The assets of the estate included immovable property known as house Number R15 Mzilikazi, Bulawayo and fourteen (14) head of cattle. In March 2001, the applicant purported to sell the house Number R15 Mzilikazi to one Nicholas Muchena. It is common cause that at the time the applicant had not been appointed executor or heir to estate by Second Respondent. He did not have authority of the Second Respondent to dispose off the assets of the deceased estate. He was a self-styled executor/heir. Nicholas Muchena paid him a deposit. From his affidavit, the applicant states that he became aware of determination of the second respondent in August 2001. This application for condonation of the late filing of review of the determination of the second respondent was filed on 6 November 2003 (that is over two years after the eight-week period within which it should have been filed). The proceedings in this case would be terminated during the month of October 2001. (the exact day not clear) Order 33 Rule 259 of the High Court of Zimbabwe Rules, 1971, requires an application for review to be instituted within eight weeks of the termination of the proceedings in which the irregularity or illegality combined of is alleged to have occurred or at least when the applicant became aware of the decision. The proviso to Rule 259 allows the court to extend the time for good cause shown. In casu, there is strictly speaking no application for condonation for late filing of the application for review in the proper form. I agree with Mr Mazibisa, for the first respondent that the applicant ought to have made the application for condonation in the prescribed form of application in the Rules, which is by notice of motion, together with an affidavit explaining why the application for review
was not filed in time – Forestry Commission v Moyo 1997 (1) ZLR 254 (S) at 260 G E, Matsambire v Gweru City Council SC 183-95, Mpofu and Another v Parks and Wildlife Management authority and others HB 36-04 and Ndlovu v Ndlovu and others HB 97-05.

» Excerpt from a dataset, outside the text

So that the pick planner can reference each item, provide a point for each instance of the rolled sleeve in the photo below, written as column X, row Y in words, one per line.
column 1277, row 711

A substantive application for condonation is required for non-compliance with Rule 259. In casu, the applicant came up with his own hybrid application which is a combination of both the application for condonation for non-compliance with Rule 259 and the application for review without delineation as to where each starts and ends. This is not desirable. However, in this case I will exercise my discretion and consider the application for condonation first. If I decide not to extend the time in terms of the proviso to Rule 259, supra’ then the matter comes to an end. I will make my decision on the basis of the papers filed in the hybrid application. The standard factors to be considered in deciding whether or not to condone the late filing of an application for review are: the degree of non-compliance, the explanation for it; and the applicants prospects of success- Bishi v Secretary for Education 1989 (2) ZLR 240 (H); Mushaishi v Lifeline Syndicate and Another 1990 (1) ZLR 284 (H); Vrystaat Estate (Pvt) Ltd v President, Admin Court and others 1991(1) ZLR 323 (S), Mambo v NRZ and Another HH 41-03 and Simba v Saybrook (1978) (Pvt) Ltd HH 57-03.

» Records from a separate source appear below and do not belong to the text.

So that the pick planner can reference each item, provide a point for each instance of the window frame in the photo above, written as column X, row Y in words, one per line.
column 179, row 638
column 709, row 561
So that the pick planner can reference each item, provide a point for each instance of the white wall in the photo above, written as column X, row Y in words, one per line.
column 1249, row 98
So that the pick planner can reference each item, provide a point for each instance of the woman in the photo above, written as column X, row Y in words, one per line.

I will consider these factors in turn.
Degree of non-compliance: There appears to a dispute of fact on this issue. The applicant, in his answering affidavit, says he became aware of the decision of the 2nd Respondent in October 2003, but the 1st Respondent’s evidence on affidavit is that the applicant was aware a far back as 2001. I can determine this factual dispute by adopting a robust and common sense approach. Lalla v Spafford N O and others 1973
(2) RLR 241 (G) and Zimbabwe Bonded Fibreglass (Pvt) Ltd v Peech 1987 (2) ZLR 338 (SC)

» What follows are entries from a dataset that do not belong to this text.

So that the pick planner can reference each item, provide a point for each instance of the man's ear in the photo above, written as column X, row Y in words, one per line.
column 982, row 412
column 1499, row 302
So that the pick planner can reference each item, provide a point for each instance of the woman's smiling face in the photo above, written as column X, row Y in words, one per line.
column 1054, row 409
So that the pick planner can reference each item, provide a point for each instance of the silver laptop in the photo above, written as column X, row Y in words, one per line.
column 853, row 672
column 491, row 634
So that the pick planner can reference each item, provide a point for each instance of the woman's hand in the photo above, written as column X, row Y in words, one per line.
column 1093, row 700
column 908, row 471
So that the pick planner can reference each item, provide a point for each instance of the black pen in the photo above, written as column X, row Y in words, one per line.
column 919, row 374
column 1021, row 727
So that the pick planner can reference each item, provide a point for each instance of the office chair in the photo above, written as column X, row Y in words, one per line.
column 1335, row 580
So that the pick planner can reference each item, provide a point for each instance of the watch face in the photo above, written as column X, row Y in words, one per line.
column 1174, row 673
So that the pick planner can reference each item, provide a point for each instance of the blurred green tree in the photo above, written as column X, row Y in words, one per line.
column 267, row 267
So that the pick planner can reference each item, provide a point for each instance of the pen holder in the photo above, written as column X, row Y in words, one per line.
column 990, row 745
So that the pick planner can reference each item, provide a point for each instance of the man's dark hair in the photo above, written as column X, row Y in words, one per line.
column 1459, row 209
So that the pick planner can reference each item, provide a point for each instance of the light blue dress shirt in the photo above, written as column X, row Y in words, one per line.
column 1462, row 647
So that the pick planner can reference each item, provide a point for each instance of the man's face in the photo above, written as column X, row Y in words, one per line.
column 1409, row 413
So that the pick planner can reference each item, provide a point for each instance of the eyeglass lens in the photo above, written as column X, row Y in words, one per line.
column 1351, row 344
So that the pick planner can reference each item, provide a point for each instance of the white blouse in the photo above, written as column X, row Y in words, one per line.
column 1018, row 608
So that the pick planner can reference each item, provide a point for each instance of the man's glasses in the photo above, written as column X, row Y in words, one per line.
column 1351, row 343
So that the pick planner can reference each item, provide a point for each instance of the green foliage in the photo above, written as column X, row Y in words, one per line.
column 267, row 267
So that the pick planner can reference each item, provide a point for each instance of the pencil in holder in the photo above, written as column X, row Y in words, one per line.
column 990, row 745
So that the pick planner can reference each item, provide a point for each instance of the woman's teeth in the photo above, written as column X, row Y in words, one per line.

Nicholas Muchena filed spoliation proceedings against the 1st Respondent and two others under case number HC 2183/01. In the Founding Affidavit Nicholas Muchena said in paragraph 12:-
“I need to explain that I had been properly installed in the house by Andrew Moyo, (Applicant in casu) who was in control of the house, but the Respondents declared that Andrew Moyo had no right either to let the house to anybody or dispose of it in any manner, as it belongs to the First Respondent.”
(Also First Respondent in casu)
The applicant supported the application in HC 2183/01 and said in a paragraph of his
“…. invaded the Muchena family on the evening of Monday, 16 July, 2001, and evicted them without my consent or a court order, alleging that the house belongs to my stepmother, and I have no right either to sell or lease it.”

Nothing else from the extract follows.